CUPE warns COVID costing workers rights

Image of Nick Seebruch
By Nick Seebruch
CUPE warns COVID costing workers rights
CUPE protester with flag outside of Jim McDonell's office on Wednesday, August 19, 2020 (Nick Seebruch/ Seaway News).

CORNWALL, Ontario – Canadian Union of Public Employees (CUPE) members from various professions throughout the region protested in front of MPP Jim McDonell’s office on Wednesday, Aug. 19, 2020.

At issue for them was what they felt has been the clawing back of hard won workers rights by the Ford Government in response to the COVID-19 pandemic.

The protesters felt that rights such as overtime pay, staffing levels and worker safety were all being sacrificed to respond to the pandemic.

The roughly two dozen CUPE members in attendance represented professions such as nurses from regional hospitals and school teachers.

“I think we have the right to have the rights we have had for many years,” said nurse Linda Villeneuve of the Hawkesbury General Hospital.

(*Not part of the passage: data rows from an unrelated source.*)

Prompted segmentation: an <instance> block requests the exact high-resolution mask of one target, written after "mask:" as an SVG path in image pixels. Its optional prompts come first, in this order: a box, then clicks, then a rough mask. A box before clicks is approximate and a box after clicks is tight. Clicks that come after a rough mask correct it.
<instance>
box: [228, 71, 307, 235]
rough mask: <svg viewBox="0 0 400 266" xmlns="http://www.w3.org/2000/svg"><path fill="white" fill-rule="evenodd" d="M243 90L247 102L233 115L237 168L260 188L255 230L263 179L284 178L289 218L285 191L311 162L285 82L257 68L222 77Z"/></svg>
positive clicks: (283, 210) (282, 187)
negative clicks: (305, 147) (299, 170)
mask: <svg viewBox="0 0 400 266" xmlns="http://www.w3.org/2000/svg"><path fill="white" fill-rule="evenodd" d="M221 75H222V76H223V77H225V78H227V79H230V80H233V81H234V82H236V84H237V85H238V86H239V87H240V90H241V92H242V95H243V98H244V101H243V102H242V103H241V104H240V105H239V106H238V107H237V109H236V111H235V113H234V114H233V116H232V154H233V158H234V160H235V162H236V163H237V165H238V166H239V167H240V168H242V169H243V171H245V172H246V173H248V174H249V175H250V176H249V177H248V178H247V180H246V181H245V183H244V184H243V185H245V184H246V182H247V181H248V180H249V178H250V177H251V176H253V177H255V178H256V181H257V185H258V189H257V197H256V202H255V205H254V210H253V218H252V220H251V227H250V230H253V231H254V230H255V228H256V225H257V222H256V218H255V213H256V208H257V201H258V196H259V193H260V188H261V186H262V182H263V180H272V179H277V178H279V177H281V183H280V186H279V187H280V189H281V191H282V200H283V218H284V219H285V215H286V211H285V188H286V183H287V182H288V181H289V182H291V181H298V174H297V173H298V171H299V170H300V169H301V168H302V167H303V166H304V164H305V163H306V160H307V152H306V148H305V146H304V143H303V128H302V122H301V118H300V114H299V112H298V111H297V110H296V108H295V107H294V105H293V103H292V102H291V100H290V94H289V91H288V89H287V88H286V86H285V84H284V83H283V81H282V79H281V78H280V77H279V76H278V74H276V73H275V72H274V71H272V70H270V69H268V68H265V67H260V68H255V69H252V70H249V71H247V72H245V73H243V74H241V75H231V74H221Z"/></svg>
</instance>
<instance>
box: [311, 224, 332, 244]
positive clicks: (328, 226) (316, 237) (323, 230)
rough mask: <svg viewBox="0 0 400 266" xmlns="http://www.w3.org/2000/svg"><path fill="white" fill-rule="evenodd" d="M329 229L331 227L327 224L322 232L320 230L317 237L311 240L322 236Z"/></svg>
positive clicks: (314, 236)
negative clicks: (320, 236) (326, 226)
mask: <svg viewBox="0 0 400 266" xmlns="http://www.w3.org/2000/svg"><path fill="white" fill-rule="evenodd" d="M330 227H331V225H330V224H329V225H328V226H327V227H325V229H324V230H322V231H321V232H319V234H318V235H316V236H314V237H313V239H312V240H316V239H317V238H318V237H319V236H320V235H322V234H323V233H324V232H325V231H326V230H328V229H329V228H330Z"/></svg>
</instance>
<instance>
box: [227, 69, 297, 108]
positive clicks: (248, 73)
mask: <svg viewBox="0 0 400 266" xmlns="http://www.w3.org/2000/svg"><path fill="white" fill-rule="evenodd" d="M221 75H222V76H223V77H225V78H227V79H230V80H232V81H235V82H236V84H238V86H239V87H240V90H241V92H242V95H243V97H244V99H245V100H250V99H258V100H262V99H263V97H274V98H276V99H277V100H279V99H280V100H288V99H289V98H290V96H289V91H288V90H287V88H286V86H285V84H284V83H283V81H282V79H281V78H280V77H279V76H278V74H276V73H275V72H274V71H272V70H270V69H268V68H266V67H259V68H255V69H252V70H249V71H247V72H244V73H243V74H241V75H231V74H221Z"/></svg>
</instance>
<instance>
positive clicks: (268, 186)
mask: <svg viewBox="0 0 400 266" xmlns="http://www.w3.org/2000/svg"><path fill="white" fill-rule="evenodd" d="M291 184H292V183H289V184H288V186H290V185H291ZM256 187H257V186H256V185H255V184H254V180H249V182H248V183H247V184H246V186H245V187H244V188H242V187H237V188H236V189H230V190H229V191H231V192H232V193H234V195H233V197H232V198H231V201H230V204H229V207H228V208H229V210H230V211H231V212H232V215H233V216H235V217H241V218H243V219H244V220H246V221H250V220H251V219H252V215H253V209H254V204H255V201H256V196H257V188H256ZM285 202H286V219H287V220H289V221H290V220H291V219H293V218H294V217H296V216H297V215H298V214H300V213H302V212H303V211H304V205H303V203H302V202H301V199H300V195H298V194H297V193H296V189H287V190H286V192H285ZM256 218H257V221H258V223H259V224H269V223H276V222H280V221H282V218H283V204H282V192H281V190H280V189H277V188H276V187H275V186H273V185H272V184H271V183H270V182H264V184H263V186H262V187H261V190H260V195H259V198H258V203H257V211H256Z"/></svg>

Councillor Elaine MacDonald was in attendance representing the Cornwall and District Labour Council (CDLC) and equated the rights and conditions of workers, to the rights and conditions of those in their care.

“We know that your working conditions are your patient’s healing conditions,” she said. “We know that teacher’s working conditions are their students learning conditions.”

At the beginning of August, CUPE announced 22 protests across the province to address what they feel is a loss of the rights of workers.

“The Progressive Conservative (PC) government’s recognized hospital workers as heroines one minute, then stripped away their basic rights at work the next,” says Michael Hurley, President of the Ontario Council of Hospital Unions/Canadian Union of Public Employees (OCHU/CUPE). “The Ford government calls these women heroines, but is actually hurting them very badly by taking away their basic work place rights.”

CUPE Ontario explained in a statement how the province’s Bill 195, also known as the Reopening Ontario Act, took away key protective measures from employees.

“Under the Act, which was rushed through legislature, health care employees can have their shifts changed from days to nights, be reassigned to another job, re-located to another community, laid off without notice, and even have their parental leaves cancelled,” the CUPE statement reads.

Progressive Conservative MPP Jim McDonell explained in a recent media release how Bill 195 was essential for a safe provincial re-opening.

“Bill 195, Reopening Ontario (A Flexible Response to COVID-19) Act will permit the Government to respond to the needs of Ontarians affected by COVID-19, by allowing it to extend and change existing public health orders for workplaces, social gatherings and public events,” McDonell’s statement reads. “This legislation takes the place of the Declaration of Emergency that has been extended continuously since March 17. Bill 195 responds to public health needs and changing trends when taking into account existing orders. We want a balanced approach that supports communities as we recover.”